Sound asleep in her new lover’s bed, she dreamed of her old lover. She stood on a corner well away from her parents’ house, waiting for him to pick her up. It was one of their routines — she’d sneak out her window and fleetly step down the birch tree that grew next to the house and she’d wait for him at the top of the hill. He drove up like he always did, but his dream car was the ruined image of his waking car, and he was a ruined image of himself.

Get in, he told her, and she did, folding herself tight to squeeze under the sagging roof.

You’re late, she said.

Let’s not put this on me, he said.
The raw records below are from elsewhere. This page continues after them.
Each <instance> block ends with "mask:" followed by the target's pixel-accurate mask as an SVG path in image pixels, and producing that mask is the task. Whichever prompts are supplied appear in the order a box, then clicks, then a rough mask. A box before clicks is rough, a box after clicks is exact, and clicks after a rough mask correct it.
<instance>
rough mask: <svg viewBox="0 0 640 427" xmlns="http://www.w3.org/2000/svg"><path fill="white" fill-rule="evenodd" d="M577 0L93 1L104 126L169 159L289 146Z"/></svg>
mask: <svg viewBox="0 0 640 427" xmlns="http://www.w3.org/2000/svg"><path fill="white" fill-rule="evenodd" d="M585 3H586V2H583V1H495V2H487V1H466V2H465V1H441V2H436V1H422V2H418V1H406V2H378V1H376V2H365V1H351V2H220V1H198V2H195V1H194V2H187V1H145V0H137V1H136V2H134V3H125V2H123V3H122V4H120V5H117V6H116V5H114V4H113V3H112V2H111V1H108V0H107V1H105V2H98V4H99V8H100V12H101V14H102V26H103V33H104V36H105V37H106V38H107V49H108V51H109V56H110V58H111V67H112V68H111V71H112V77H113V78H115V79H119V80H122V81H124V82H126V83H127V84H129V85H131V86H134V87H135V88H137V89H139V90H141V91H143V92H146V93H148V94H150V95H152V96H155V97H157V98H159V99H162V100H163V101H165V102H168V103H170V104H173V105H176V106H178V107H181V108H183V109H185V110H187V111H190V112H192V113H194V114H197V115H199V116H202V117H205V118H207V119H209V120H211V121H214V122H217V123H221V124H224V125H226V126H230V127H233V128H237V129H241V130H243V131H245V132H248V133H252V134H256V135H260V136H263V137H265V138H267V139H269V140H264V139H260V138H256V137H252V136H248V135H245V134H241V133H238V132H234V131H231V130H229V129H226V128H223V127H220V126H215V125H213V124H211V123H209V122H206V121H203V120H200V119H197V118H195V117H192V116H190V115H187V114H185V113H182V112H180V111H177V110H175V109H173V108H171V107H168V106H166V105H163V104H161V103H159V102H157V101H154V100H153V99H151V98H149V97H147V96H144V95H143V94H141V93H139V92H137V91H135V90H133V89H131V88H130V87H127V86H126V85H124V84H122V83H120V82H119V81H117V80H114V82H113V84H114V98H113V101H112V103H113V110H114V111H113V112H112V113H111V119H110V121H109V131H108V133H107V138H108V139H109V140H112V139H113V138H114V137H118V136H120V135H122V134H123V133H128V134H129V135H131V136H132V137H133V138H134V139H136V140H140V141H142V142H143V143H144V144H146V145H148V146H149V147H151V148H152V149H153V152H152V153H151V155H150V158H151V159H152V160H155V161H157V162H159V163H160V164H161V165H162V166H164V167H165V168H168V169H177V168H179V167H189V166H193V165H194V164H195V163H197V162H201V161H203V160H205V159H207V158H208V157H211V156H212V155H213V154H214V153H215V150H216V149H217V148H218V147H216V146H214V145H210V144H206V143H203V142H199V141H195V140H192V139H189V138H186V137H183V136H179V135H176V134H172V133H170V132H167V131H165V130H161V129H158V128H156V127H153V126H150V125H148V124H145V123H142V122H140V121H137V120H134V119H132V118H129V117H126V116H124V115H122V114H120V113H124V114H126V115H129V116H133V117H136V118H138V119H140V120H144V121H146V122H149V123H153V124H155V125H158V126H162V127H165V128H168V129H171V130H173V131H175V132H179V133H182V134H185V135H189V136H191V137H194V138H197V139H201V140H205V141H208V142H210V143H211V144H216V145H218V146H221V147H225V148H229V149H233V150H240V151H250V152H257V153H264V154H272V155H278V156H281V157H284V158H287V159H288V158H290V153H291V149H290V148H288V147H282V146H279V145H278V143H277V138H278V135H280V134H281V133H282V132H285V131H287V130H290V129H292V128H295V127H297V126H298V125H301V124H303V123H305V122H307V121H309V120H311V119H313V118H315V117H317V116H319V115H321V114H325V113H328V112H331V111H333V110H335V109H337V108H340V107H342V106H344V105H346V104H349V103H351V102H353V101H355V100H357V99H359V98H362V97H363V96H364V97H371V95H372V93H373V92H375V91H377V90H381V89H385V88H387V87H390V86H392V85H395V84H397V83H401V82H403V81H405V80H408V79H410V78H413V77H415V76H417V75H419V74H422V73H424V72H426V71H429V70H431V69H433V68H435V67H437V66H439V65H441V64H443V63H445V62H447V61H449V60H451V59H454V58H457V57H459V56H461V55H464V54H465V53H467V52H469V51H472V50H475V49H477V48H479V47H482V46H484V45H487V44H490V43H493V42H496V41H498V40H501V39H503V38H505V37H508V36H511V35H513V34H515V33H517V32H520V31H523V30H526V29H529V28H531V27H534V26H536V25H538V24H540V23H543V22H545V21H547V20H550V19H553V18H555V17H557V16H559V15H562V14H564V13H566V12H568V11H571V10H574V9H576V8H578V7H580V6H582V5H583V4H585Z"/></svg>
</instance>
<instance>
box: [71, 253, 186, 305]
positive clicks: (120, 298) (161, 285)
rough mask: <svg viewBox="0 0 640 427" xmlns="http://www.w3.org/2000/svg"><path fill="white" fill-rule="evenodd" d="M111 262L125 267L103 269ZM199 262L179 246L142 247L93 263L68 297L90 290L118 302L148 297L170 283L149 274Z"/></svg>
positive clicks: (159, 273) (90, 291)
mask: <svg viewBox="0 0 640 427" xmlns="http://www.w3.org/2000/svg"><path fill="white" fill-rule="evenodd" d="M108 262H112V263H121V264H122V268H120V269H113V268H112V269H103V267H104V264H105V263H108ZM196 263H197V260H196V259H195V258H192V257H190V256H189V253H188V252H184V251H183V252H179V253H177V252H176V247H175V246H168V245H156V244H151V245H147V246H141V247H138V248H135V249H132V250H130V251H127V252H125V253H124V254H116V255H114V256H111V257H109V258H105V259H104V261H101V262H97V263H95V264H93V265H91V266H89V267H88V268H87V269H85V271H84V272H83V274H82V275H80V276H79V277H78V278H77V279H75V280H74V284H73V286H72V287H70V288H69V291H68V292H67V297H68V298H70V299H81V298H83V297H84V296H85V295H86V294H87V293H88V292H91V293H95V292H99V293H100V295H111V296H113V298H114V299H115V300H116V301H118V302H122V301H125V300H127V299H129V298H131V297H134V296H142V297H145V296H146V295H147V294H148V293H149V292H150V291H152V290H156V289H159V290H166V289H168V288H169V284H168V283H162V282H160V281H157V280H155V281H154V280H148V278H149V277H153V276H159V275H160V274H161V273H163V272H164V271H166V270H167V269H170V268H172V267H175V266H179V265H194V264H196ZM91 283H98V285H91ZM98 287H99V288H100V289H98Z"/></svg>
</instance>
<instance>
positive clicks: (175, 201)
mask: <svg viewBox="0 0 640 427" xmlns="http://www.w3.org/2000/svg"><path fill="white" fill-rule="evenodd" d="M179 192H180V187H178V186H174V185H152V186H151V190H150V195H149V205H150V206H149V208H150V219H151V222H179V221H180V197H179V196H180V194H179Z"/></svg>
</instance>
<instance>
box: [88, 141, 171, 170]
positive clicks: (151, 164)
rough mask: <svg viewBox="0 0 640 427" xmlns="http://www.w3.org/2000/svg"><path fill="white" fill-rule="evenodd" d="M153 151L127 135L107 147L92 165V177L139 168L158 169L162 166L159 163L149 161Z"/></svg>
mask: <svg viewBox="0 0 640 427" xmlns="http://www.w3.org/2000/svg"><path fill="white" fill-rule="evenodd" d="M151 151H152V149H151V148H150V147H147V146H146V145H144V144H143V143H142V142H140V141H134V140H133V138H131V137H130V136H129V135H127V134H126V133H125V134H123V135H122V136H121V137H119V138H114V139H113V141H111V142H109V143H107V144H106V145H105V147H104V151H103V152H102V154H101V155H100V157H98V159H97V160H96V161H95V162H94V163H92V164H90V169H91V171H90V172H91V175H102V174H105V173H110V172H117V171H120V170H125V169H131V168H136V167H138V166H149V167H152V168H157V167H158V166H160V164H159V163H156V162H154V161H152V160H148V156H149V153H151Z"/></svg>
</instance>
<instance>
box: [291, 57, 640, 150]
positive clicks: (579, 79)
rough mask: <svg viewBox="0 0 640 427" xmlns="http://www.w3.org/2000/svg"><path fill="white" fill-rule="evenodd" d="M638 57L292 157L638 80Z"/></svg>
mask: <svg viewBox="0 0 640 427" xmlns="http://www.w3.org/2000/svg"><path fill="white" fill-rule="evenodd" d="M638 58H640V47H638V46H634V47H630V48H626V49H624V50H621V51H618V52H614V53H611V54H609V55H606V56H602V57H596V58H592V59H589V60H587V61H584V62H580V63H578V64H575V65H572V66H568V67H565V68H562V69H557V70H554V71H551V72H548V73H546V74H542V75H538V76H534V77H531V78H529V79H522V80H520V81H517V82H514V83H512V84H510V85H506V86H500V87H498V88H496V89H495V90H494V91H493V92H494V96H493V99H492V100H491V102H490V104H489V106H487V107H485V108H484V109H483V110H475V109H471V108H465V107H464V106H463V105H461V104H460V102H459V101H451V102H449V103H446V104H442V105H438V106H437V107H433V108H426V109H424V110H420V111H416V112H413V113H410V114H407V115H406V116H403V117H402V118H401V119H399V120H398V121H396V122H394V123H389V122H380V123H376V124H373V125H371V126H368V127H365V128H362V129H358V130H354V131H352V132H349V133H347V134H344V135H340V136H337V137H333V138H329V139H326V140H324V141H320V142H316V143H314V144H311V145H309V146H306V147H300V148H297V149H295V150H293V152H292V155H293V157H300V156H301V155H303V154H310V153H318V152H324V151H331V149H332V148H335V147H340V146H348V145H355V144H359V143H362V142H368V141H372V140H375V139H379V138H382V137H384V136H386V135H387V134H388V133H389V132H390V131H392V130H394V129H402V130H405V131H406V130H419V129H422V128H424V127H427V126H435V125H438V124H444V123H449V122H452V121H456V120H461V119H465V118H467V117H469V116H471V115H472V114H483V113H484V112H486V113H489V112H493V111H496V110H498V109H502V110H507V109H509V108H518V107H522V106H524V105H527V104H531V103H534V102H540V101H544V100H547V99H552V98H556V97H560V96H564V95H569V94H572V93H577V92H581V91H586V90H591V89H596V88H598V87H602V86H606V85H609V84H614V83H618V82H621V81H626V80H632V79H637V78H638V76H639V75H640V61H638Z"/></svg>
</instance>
Let’s put this where it belongs. Do you have any idea what you’re doing?

Don’t you yell at me, she said, like she had when he was alive.

Do you have any idea? Any idea at all? Is there even a brain in your head?

Don’t yell at her, said a voice from the back. She looked there and saw her brother, folded up even more extremely than she was. His blue eyes seemed to glow in the dark car. He was whole, not cut or burned or twisted.

Who the fuck asked you?

Slow down, said Jemma, because while her attention had shifted to the back of the car the landscape had changed, and now they were hurling down foggy roads lined with trees covered with dying, hand-shaped leaves.